DEV Community: Fex Beck

I accidentally built Karpathy's LLM Wiki — with 5,420 memories, 6 AI agents, and a self-healing knowledge graph

Fex Beck — Thu, 16 Apr 2026 19:29:44 +0000

When Andrej Karpathy published his LLM Wiki pattern on April 4, 2026, I had a strange feeling of deja vu. I'd been building exactly this — a persistent, compounding knowledge system maintained by AI agents — for months on my homelab server in Bavaria. Only mine had evolved into something he didn't describe: a multi-agent cognitive engine that fact-checks itself at 2 AM.

What Karpathy Described

Karpathy's core insight is elegant: RAG is stateless. Every query starts from scratch, searching raw documents. A wiki compounds knowledge — each query refines and connects what the system knows.

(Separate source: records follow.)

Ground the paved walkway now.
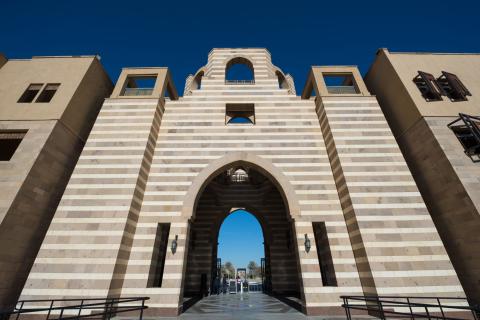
[173,293,360,320]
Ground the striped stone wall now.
[21,99,163,299]
[22,49,463,315]
[316,74,464,297]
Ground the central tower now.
[22,48,463,315]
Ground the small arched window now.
[225,57,255,84]
[191,71,204,90]
[225,103,255,125]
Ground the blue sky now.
[0,0,480,266]
[0,0,480,92]
[217,210,265,268]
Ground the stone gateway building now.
[0,48,480,315]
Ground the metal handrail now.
[0,297,150,320]
[340,296,480,320]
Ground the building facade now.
[366,49,480,304]
[0,55,113,309]
[2,48,465,315]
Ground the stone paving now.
[146,293,371,320]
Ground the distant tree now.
[222,261,235,278]
[247,261,260,279]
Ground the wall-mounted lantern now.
[305,233,311,253]
[170,234,178,254]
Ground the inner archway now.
[214,209,265,280]
[183,164,300,299]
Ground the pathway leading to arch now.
[180,293,307,320]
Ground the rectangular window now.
[121,74,157,96]
[35,83,60,103]
[313,222,337,287]
[413,71,446,101]
[17,83,43,103]
[322,73,360,94]
[225,103,255,125]
[0,130,27,161]
[448,113,480,162]
[437,71,472,101]
[148,223,170,288]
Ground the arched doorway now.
[225,57,255,84]
[183,163,300,298]
[218,208,265,293]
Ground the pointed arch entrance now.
[182,153,302,308]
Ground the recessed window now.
[225,57,255,84]
[448,113,480,162]
[35,83,60,103]
[148,223,170,288]
[413,71,445,101]
[225,103,255,125]
[18,83,43,103]
[313,222,337,287]
[0,130,27,161]
[121,74,157,96]
[437,71,472,101]
[323,73,360,94]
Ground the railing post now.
[437,298,445,319]
[78,299,83,317]
[46,300,55,320]
[377,296,385,320]
[108,298,114,320]
[15,301,25,320]
[425,306,431,320]
[140,297,145,320]
[407,297,415,320]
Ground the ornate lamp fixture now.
[170,234,178,254]
[305,233,312,253]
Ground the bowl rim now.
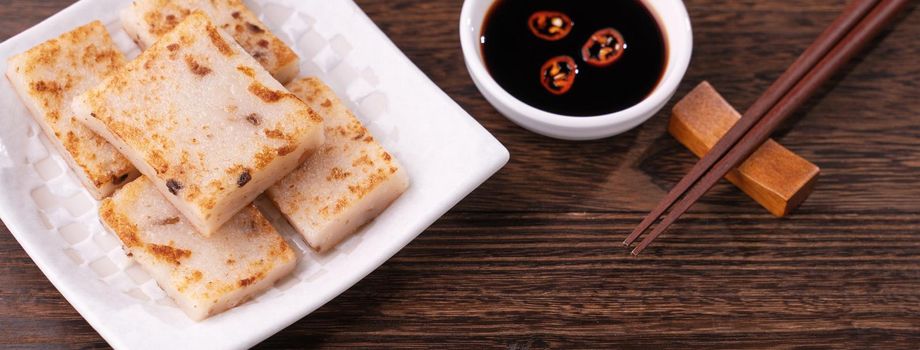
[460,0,693,129]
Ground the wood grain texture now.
[0,0,920,349]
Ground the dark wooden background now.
[0,0,920,349]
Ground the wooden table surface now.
[0,0,920,349]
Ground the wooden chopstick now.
[624,0,908,255]
[623,0,879,246]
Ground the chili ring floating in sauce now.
[527,11,573,41]
[540,56,578,95]
[581,28,626,67]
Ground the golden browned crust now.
[99,198,141,248]
[77,11,321,228]
[126,0,299,81]
[8,21,136,196]
[144,243,192,266]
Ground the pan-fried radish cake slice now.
[99,177,297,321]
[267,78,409,251]
[73,12,323,236]
[6,21,139,199]
[121,0,300,83]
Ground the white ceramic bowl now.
[460,0,693,140]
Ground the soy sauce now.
[480,0,668,116]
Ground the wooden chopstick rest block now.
[668,81,820,217]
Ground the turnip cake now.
[121,0,299,83]
[73,12,323,236]
[99,177,297,320]
[267,78,409,251]
[6,21,139,199]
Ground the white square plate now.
[0,0,509,349]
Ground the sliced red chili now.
[581,28,626,67]
[527,11,573,41]
[540,56,578,95]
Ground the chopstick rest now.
[668,81,820,217]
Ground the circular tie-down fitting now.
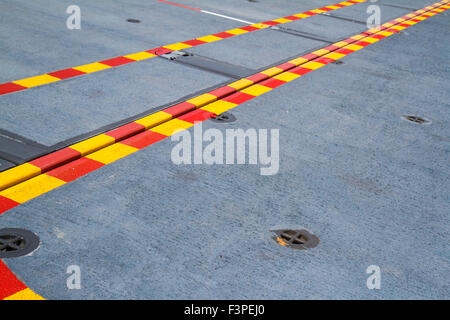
[272,229,320,250]
[211,112,236,123]
[403,115,431,124]
[127,18,141,23]
[0,228,40,259]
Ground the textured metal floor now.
[0,0,450,299]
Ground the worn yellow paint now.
[3,288,45,300]
[200,100,237,114]
[124,51,156,61]
[0,163,41,190]
[150,119,193,136]
[72,62,111,73]
[227,79,254,90]
[70,134,116,156]
[0,174,65,203]
[302,61,324,70]
[164,42,192,50]
[86,143,139,164]
[241,84,272,97]
[13,74,60,88]
[260,67,284,77]
[273,72,300,82]
[186,93,217,107]
[135,111,172,129]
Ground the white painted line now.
[200,10,255,24]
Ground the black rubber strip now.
[0,129,49,164]
[320,12,367,25]
[158,51,255,79]
[269,26,336,44]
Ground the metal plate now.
[0,228,40,259]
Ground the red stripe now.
[178,109,213,123]
[0,196,20,215]
[208,86,236,98]
[276,62,296,71]
[163,101,197,117]
[46,158,104,182]
[284,16,301,20]
[49,68,85,79]
[120,131,167,149]
[354,41,370,47]
[289,67,312,76]
[0,260,27,300]
[145,47,173,56]
[245,73,269,82]
[314,57,336,64]
[222,92,254,104]
[259,79,286,88]
[262,21,280,26]
[100,57,135,67]
[323,45,340,51]
[0,82,26,95]
[30,148,81,172]
[213,32,235,39]
[182,39,206,47]
[239,26,259,31]
[301,53,320,60]
[105,122,145,141]
[335,48,355,54]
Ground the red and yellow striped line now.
[0,0,450,299]
[0,0,366,95]
[0,260,43,300]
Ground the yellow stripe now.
[70,134,116,156]
[241,84,272,97]
[124,51,156,61]
[186,93,217,107]
[200,100,237,114]
[312,49,330,56]
[227,79,254,90]
[150,119,193,136]
[260,67,284,77]
[324,52,345,60]
[164,42,192,50]
[3,288,45,300]
[273,72,300,82]
[135,111,172,129]
[197,36,222,42]
[288,57,309,66]
[13,74,60,88]
[272,18,292,23]
[345,44,364,51]
[0,163,41,190]
[225,28,248,35]
[302,61,324,70]
[86,143,139,164]
[0,174,65,203]
[293,13,310,19]
[72,62,111,73]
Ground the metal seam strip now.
[0,0,450,299]
[0,0,367,95]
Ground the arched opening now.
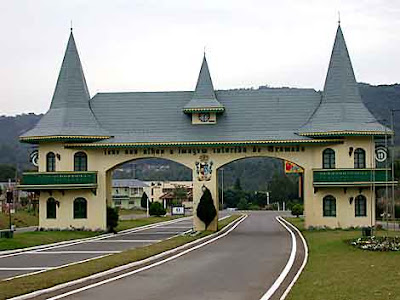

He proposes three layers (raw sources, wiki entries, schema) and three operations:

Ingest — extract structured knowledge from raw sources, cross-reference with existing entries
Query — search the wiki, synthesize an answer, optionally write back
Lint — periodically health-check for staleness, contradictions, gaps

It's a beautiful pattern. And I'd been living it for a month before he published it.

What I Built (Before Reading His Post)

BrainDB started in March 2026 as a dumb JSON store so my Claude Code sessions could remember things between conversations. "Just save the SSH password somewhere," I thought.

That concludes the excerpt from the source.